DO NOT, UNDER ANY CIRCUMSTANCES ATTEMPT TO REPAIR A CARD STILL IN WARRANTY.
OK. I am going to basically pool all of the information I have found lying around the net and put forward my method of repairing a graphics card from my experience with solder and PCBs. Some of the methods used have been quite frankly frightening, with ideas that really should have stayed in someone's head.
Firstly let's get to understand what causes a graphics card to fail shall we?
Your graphics card contains many parts. Some of these are obvious, some are not and some are a complete secret (often with the surface rubbed off so you can't read the chips). However, most if not all cards contain the following.
A main graphical processing unit (GPU)
A RAMDAC
Memory
Capacitors
Regulators (VRMs)
Multiplexers (MUX)
Demultiplexers (DEMUX)
Chokes, taps, resistors and even possibly thyristors. All of which would be on the power stage of the card.
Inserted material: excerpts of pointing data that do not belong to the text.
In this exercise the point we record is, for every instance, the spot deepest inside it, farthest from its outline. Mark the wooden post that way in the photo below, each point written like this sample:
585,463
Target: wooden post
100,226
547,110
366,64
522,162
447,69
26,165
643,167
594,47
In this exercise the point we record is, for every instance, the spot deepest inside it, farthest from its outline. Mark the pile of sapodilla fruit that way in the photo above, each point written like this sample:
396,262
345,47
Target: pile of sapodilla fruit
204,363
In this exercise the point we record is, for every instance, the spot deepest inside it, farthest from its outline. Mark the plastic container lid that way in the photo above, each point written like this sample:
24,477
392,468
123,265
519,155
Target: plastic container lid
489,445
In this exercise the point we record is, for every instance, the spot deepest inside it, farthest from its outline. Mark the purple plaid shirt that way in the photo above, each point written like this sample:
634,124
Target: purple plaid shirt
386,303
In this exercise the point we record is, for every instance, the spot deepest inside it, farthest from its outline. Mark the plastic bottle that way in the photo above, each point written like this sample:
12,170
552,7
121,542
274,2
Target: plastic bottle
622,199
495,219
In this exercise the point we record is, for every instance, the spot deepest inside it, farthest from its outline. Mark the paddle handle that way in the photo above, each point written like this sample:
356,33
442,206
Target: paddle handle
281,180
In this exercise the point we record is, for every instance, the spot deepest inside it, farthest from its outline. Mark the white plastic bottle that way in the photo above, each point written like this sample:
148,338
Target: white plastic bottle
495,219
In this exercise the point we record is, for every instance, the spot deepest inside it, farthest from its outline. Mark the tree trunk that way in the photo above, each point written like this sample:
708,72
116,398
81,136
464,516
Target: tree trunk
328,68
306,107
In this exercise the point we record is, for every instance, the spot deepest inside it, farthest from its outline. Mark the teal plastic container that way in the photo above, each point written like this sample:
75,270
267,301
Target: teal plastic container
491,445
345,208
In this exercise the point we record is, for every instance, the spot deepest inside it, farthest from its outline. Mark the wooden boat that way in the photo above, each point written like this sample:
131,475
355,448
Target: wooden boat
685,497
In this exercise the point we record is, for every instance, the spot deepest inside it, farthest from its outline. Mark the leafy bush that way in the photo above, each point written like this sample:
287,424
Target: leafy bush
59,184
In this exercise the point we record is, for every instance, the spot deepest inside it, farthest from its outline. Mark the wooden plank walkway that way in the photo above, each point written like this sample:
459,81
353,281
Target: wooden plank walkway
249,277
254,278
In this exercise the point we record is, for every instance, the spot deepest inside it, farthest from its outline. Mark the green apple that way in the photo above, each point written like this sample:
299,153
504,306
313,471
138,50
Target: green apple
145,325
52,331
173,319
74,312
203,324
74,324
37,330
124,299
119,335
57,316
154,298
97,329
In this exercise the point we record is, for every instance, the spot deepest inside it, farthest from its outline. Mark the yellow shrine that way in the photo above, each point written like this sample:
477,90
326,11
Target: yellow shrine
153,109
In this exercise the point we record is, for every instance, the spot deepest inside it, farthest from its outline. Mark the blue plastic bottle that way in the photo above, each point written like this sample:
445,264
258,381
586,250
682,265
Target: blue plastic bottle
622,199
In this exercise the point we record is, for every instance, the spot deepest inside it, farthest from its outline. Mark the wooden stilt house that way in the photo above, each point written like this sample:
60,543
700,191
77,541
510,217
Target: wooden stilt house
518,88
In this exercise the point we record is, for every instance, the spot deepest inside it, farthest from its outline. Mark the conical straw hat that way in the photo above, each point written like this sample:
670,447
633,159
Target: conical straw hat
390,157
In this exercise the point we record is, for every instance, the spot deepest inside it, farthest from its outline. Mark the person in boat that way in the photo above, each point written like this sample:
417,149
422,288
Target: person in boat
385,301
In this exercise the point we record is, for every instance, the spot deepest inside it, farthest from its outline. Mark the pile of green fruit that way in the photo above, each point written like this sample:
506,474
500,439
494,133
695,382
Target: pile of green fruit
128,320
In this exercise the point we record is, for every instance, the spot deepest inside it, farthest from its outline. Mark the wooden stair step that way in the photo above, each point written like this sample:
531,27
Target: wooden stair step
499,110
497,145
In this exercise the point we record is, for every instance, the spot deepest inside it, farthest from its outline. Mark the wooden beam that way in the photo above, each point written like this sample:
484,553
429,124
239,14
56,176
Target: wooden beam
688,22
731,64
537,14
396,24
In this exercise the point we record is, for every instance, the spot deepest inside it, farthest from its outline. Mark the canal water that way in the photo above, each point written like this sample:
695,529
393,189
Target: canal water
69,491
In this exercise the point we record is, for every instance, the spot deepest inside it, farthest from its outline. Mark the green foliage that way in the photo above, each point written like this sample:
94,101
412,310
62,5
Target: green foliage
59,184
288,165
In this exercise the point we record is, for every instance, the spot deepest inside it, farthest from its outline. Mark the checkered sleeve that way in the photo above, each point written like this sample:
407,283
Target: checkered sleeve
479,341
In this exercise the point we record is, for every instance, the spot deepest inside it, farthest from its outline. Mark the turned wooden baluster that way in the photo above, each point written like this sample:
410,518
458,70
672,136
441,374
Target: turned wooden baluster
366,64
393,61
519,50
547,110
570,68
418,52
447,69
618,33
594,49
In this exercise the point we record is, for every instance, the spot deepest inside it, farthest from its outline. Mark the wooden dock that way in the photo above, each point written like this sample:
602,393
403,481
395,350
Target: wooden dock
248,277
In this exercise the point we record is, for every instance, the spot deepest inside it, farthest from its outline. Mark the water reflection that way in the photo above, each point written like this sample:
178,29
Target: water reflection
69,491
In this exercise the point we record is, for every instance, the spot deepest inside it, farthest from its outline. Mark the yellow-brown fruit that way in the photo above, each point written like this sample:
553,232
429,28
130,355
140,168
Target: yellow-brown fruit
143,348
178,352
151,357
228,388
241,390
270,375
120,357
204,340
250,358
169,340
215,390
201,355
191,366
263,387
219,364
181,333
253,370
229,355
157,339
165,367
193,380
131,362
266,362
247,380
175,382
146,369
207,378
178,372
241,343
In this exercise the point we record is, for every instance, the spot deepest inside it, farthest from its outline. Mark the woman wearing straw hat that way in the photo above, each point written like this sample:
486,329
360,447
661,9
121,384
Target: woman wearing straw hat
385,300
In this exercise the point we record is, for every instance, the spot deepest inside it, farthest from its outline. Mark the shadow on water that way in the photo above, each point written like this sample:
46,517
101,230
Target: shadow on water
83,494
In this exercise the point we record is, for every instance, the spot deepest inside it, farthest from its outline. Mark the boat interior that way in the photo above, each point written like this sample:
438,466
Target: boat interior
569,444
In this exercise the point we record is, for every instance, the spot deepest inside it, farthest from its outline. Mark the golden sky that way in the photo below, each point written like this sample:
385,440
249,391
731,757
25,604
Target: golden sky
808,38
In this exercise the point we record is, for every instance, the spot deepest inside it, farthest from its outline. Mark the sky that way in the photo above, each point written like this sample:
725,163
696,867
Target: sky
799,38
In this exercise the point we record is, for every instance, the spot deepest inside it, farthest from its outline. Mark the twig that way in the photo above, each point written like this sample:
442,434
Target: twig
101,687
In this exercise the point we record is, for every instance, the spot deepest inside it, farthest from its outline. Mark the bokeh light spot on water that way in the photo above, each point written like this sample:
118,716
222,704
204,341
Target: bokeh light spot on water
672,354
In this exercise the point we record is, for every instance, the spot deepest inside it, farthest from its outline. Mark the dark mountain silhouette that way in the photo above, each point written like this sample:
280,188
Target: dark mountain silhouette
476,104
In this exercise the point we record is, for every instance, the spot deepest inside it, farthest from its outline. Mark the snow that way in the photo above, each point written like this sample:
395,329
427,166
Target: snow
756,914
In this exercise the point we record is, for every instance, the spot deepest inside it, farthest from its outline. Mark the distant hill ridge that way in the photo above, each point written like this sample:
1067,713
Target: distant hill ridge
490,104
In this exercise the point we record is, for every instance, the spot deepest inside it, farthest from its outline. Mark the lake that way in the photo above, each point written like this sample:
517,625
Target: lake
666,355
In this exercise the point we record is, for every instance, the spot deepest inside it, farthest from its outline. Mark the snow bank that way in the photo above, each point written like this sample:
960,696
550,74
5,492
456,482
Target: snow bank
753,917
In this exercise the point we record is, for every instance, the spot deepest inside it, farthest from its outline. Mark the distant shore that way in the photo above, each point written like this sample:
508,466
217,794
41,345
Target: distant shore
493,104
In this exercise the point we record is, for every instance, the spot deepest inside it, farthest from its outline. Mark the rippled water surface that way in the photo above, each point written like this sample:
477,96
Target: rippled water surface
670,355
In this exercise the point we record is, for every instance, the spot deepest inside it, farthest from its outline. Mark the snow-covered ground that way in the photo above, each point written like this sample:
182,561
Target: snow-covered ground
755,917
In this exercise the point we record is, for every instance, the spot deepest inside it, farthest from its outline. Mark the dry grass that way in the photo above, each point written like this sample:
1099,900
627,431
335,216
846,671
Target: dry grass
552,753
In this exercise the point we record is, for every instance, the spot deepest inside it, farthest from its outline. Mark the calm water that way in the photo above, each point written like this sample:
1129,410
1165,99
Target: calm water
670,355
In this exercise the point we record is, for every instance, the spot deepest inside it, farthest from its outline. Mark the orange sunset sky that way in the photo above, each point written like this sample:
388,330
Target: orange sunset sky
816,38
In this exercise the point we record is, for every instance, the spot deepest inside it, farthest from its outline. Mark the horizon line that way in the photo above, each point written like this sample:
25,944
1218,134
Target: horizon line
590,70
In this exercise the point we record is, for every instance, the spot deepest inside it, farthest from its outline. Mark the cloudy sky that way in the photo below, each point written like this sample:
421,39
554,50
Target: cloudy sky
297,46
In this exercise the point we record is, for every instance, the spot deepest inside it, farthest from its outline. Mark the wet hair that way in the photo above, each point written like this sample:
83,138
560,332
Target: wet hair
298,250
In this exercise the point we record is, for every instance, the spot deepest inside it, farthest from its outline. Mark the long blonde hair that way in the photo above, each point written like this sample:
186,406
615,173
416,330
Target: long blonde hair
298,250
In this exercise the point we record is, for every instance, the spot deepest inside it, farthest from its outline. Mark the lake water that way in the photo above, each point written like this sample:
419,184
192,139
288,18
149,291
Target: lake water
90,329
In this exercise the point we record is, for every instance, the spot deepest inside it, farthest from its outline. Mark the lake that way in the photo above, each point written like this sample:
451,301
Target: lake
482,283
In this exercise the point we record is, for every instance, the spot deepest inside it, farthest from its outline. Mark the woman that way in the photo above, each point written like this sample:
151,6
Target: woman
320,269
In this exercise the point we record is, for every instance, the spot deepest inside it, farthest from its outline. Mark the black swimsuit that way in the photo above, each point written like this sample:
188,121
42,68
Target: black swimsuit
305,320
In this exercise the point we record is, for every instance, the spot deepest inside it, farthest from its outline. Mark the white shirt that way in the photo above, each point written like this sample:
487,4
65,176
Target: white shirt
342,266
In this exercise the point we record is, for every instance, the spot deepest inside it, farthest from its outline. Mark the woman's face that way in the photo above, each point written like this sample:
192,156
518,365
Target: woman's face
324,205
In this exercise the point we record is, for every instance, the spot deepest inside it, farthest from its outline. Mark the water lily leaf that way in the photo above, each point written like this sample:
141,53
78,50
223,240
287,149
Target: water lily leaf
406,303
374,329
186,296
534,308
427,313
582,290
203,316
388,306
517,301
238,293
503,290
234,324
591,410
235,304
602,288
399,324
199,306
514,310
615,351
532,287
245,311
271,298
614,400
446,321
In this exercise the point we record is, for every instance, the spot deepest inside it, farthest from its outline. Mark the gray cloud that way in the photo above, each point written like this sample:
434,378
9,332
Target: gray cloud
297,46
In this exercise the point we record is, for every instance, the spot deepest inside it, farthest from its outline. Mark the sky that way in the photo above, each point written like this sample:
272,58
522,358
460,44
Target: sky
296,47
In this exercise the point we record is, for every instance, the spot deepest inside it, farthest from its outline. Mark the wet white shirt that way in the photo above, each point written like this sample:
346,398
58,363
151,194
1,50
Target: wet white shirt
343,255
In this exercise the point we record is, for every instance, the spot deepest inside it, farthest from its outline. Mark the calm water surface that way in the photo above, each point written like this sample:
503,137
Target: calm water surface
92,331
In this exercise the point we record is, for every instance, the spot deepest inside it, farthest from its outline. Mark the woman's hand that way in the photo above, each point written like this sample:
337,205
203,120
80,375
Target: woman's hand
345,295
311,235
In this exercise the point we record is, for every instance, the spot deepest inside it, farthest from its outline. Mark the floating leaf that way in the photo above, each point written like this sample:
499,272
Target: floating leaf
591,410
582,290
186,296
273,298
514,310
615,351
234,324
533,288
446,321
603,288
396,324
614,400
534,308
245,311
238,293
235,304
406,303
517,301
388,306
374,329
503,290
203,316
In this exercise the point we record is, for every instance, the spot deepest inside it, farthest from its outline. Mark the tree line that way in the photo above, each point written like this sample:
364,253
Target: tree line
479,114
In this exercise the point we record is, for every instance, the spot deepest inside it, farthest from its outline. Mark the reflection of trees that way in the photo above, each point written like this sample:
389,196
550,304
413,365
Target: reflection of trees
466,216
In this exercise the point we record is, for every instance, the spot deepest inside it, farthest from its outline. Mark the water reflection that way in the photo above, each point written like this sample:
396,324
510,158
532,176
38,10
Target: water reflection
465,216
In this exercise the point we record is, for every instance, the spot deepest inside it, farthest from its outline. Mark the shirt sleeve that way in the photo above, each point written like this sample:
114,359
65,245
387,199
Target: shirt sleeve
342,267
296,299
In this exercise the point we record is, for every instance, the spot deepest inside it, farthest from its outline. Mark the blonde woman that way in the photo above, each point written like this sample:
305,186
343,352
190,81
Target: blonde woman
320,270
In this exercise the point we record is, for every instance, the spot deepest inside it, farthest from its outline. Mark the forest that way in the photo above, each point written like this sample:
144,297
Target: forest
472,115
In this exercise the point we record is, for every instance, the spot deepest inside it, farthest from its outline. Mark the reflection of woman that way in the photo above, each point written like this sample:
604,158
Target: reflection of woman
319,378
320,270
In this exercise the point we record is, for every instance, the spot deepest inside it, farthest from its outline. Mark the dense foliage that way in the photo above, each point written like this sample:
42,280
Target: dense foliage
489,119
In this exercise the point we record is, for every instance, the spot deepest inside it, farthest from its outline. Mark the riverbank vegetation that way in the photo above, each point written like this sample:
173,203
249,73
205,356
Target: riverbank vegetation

There are quite a few ways that a graphics card can turn its toes up to the daisies (or for want of a better expression die) and the main causes of failure are -
Broken solder contacts caused by expanding and contraction of the main PCB (affecting the main GPU, RAMDAC and RAM)
Failed capacitors (expanded, damaged or plain exploded)
Failed resitors
Failed 'other' components.
However, the main cause of failure (and the only repairable one) is broken solder.. So why does this happen?
Graphics cards are made up of components, a main circuit board and a ball grid array of solder (BGA). The BGA are thousands of small solder balls containing flux and are sat on the bare PCB before the components are added. Once the components are placed in position they are then fed into a fancy oven and heated to the melting point of the solder. Whence that happens the components all sit and bond into their positions making contact with all of the traces of the PCB and allowing the card to function. A new and healthy GPU will look like a far more complex version of this. FIG 1 is an extremely simplified view of how a GPU is put together.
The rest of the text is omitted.